How to improve "Tranquility" ingestor performance.

Hi:
I have two ec2 machines acting as middle manager, the type of machines are r3.4xlarge(16 cores, 122 GB memory).

But when I ingest real time data through spark streaming with tranquility, it cost so long time to ingest the data.

From the UI of overloard node, the peon task run successfully. And cpu and memory usage of middle manager is too low.

Could you help to give some advice how to improve the “Tranquility” ingestor performance?

The configuration of middle manager node is described as below:

druid.host=ip

druid.port=8080

druid.service=druid/prod/middlemanager

Run the overlord in local mode with a single peon to execute tasks

This is not recommended for production.

druid.indexer.queue.startDelay=PT0M

This setting is too small for real production workloads

druid.indexer.runner.javaOpts=-server -Xmx3g -XX:+UseG1GC -XX:MaxGCPauseMillis=100 -XX:+PrintGCDetails -XX:+PrintGCTimeStamps

These settings are also too small for real production workloads

Please see our recommended production settings in the docs (http://druid.io/docs/latest/Production-Cluster-Configuration.html)

druid.indexer.task.baseTaskDir=/data/persistent/task

druid.indexer.logs.type=s3

druid.indexer.logs.s3Bucket=bucket

druid.indexer.logs.s3Prefix=druid/logs

druid.indexer.fork.property.druid.monitoring.monitors=[“com.metamx.metrics.JvmMonitor”]

druid.indexer.fork.property.druid.processing.buffer.sizeBytes=536870912

druid.indexer.fork.property.druid.processing.numThreads=2

druid.indexer.fork.property.druid.segmentCache.locations=[{“path”: “/data/persistent/zk_druid”, “maxSize”: 0}]

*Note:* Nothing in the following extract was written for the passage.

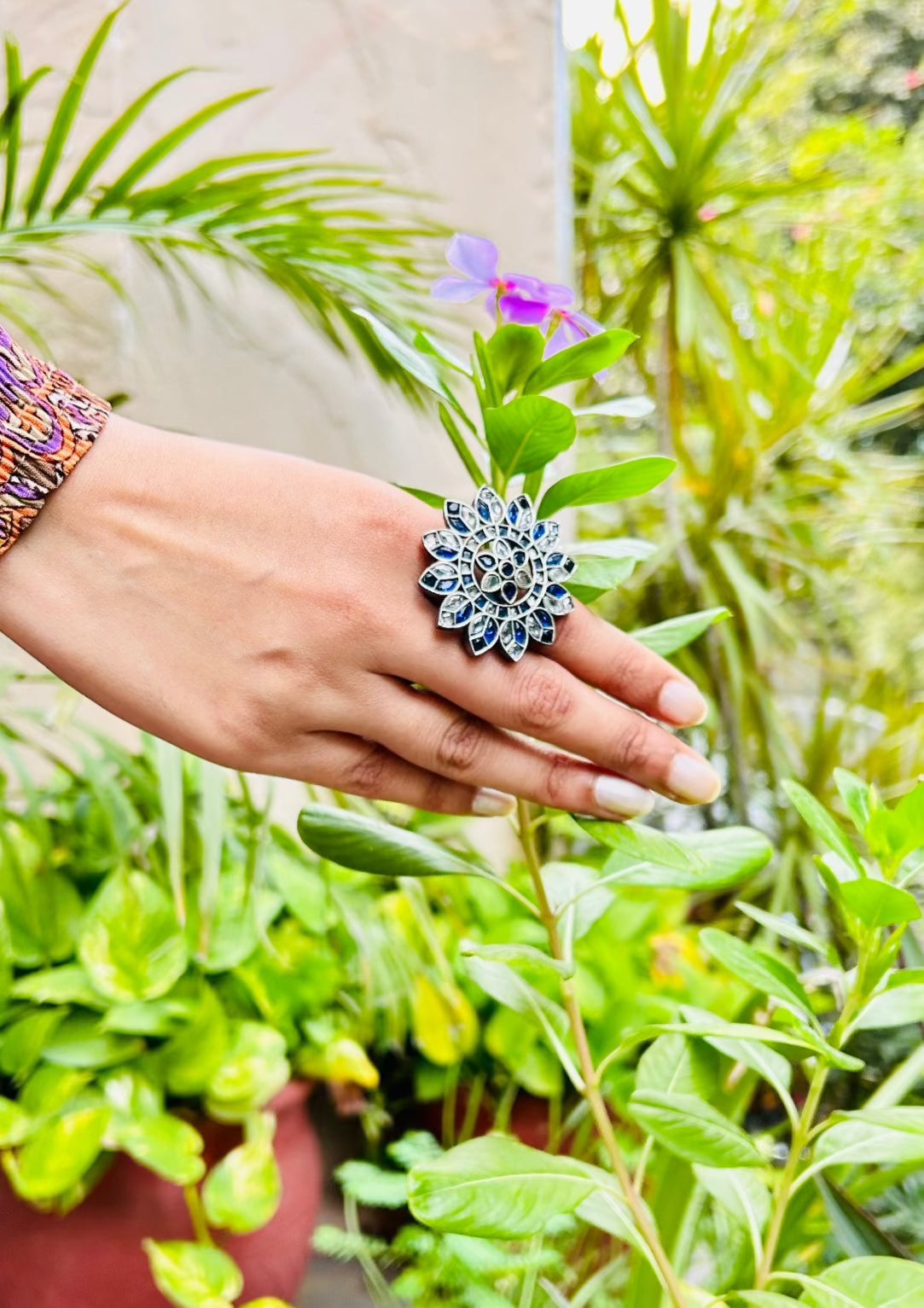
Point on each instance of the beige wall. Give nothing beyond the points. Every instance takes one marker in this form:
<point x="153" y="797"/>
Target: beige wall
<point x="455" y="100"/>
<point x="458" y="100"/>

druid.indexer.fork.property.druid.server.http.numThreads=50

druid.indexer.fork.property.druid.storage.baseKey=druid/index

druid.indexer.fork.property.druid.storage.bucket=bucket

druid.indexer.fork.property.druid.storage.type=s3

druid.worker.capacity=8

druid.worker.ip=ip

druid.worker.version=0

And the Beam I created is:

DruidBeams
 .builder((eventMap: scala.collection.mutable.Map[String, Any]) => new DateTime(eventMap(FieldNames.timestamp).asInstanceOf[String]))
 .curator(curator)
 .discoveryPath(discoveryPath)
 .location(DruidLocation.create(indexService, dataSource))
 .rollup(DruidRollup(SpecificDruidDimensions(dimensions), aggregators :+ new CountAggregatorFactory("count"), QueryGranularity.MINUTE))
 .tuning(
  ClusteredBeamTuning(
   segmentGranularity = Granularity.FIVE_MINUTE,
   windowPeriod = new Period(typesafeConfig.getString("PT2m")),
   partitions = 8,
   replicants = 1
  )
 ).timestampSpec(new TimestampSpec(FieldNames.timestamp, "iso", null))
 //   .beamMergeFn(beams => new HashPartitionBeam(beams.toIndexedSeq))
 .finagleRegistry(finagleRegistry)
 .buildBeam()

One thing to watch out with Spark Streaming is to make sure that you aren’t re-creating objects needlessly for every dstream rdd partition. The best way I know to avoid this is to use singletons (scala “object”). See the sample code here for an example: https://github.com/druid-io/tranquility/blob/master/docs/spark.md

Generally if things are well set up, you should expect to get 5–50k events/sec ingest rate per Druid partition (mostly depending on the size of your events and the dimensions/metrics you have set up in Druid).